"Tell me, quick, Stan!" she gasped.

"You laughed rather at the Fortune & Brooks idea, didn't you?"

"Oh, don't joke, darling!——"

"Eh?... I say, you're upset. Anything been happening to-day? Look here, let me get you a drink or something!"

"Do you mean—you've got a job, Stan?"

"Rather!—I say, do let me get you a drink——"

"I shall faint if you don't tell me——"

She probably would....

Stan had got a job. What was it, this job that had enabled Stan to come home, before he had lifted a finger to earn it, with masses of silver in his pocket, and the clean quids sticking up out of the lump like almonds out of a trifle?
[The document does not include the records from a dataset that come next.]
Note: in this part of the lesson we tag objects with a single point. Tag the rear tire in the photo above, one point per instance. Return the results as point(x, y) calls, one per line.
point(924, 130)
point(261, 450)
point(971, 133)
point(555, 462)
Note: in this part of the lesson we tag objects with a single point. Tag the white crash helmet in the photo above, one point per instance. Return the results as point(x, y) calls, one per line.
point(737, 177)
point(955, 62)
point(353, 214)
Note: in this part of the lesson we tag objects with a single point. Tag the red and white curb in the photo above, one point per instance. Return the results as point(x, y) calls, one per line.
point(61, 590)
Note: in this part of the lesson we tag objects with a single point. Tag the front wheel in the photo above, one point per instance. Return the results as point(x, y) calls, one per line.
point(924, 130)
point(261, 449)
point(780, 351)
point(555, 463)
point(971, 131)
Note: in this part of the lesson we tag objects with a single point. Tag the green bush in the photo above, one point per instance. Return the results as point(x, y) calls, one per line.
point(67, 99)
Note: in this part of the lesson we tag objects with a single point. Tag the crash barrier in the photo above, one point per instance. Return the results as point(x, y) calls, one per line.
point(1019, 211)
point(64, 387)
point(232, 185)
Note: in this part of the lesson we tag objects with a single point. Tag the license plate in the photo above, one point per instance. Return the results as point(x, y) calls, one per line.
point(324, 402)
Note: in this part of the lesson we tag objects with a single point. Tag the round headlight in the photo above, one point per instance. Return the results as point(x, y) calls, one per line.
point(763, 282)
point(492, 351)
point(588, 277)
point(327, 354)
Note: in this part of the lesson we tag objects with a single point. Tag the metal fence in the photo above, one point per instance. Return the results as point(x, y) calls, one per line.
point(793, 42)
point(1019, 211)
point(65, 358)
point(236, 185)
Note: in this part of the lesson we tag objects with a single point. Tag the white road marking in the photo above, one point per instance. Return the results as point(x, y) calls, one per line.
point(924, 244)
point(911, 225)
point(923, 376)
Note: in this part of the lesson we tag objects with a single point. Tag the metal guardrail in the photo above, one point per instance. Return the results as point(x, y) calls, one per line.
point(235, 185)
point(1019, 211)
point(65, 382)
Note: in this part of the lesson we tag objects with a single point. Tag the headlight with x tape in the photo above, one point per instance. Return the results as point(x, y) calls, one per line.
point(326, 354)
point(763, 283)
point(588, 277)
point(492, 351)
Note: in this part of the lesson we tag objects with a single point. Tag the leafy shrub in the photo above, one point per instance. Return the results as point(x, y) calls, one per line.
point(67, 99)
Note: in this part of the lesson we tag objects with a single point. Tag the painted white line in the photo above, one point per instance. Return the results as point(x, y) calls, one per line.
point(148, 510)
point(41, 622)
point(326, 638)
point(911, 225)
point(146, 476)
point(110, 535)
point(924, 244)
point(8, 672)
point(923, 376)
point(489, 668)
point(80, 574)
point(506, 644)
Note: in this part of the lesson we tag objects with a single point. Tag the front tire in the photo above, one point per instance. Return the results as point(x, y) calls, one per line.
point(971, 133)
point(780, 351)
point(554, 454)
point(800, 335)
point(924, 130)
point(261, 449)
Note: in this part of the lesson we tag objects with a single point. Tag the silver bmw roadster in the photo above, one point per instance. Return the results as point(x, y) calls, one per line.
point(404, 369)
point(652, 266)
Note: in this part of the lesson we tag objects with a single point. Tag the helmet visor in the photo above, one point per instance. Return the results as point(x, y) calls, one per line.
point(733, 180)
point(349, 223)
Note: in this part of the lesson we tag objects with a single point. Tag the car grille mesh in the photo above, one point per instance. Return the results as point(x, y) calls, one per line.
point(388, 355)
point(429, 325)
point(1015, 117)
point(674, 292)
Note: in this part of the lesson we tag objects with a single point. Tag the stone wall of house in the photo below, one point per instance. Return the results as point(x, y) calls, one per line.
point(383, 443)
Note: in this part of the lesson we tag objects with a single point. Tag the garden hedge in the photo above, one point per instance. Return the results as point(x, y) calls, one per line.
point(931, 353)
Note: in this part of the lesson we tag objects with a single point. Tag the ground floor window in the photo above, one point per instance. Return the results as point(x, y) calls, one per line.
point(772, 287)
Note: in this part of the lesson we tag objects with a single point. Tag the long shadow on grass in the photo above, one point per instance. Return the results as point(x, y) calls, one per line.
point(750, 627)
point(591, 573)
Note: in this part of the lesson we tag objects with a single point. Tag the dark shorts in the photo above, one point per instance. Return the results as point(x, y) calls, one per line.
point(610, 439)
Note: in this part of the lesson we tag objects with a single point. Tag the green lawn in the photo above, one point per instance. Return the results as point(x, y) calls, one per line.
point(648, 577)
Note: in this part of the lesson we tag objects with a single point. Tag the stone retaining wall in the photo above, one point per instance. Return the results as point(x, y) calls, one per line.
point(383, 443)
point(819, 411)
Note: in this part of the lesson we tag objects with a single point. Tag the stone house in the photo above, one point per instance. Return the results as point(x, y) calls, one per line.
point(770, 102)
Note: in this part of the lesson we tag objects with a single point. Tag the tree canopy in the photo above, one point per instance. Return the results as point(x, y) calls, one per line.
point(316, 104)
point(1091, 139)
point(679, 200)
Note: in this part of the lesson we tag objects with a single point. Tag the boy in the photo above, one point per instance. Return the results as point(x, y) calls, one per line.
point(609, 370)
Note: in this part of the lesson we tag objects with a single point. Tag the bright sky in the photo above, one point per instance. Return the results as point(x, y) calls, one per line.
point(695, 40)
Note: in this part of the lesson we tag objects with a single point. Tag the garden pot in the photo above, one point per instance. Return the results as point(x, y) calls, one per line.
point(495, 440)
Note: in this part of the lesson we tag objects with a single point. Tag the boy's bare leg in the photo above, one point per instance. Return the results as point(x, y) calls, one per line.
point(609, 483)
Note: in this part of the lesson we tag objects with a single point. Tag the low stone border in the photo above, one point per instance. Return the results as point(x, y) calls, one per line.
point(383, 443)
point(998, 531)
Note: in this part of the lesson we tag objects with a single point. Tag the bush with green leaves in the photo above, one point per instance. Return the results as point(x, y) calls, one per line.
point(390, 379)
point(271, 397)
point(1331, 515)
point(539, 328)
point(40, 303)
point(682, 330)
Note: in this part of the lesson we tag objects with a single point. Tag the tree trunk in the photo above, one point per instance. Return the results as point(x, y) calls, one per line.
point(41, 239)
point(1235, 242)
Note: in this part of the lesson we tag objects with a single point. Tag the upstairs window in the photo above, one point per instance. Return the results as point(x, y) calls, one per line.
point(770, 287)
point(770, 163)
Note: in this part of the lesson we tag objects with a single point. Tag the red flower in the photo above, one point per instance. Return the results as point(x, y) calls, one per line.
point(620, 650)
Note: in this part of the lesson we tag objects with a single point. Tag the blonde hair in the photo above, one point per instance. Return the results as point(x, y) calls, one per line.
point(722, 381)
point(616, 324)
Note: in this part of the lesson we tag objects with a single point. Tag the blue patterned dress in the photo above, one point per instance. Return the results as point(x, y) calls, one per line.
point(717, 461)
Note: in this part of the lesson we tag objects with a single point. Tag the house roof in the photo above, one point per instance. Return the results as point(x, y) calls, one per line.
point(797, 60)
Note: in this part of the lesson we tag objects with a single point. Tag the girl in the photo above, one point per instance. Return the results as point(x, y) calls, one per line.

—He would have to lift more than a finger before that money was earned. He would have to hang on wires by his toes, and to swim streams, and to be knocked down by runaway horses, and to dash into burning houses, and to fling himself on desperate men, and to ascend into the air in water-planes and to descend in submarines into the deep. Hydrants would be turned on him, and sacks of flour poured on him, and hogsheads of whitewash and bags of soot. Not for his brains, but for his good looks and steady nerves and his hard physical condition had he been the chosen one among many. For Stan had joined a Film Producing Company, less as an actor than as an acrobat. Go and see him this evening. He is as well worth your hour as many a knighted actor. And the scene from "Quentin Durward," in which Bonthron is strung up with the rope round his neck, is not fake. They actually did string Stan up, in the studio near Barnet that had been a Drill Hall, and came precious near to hanging him into the bargain.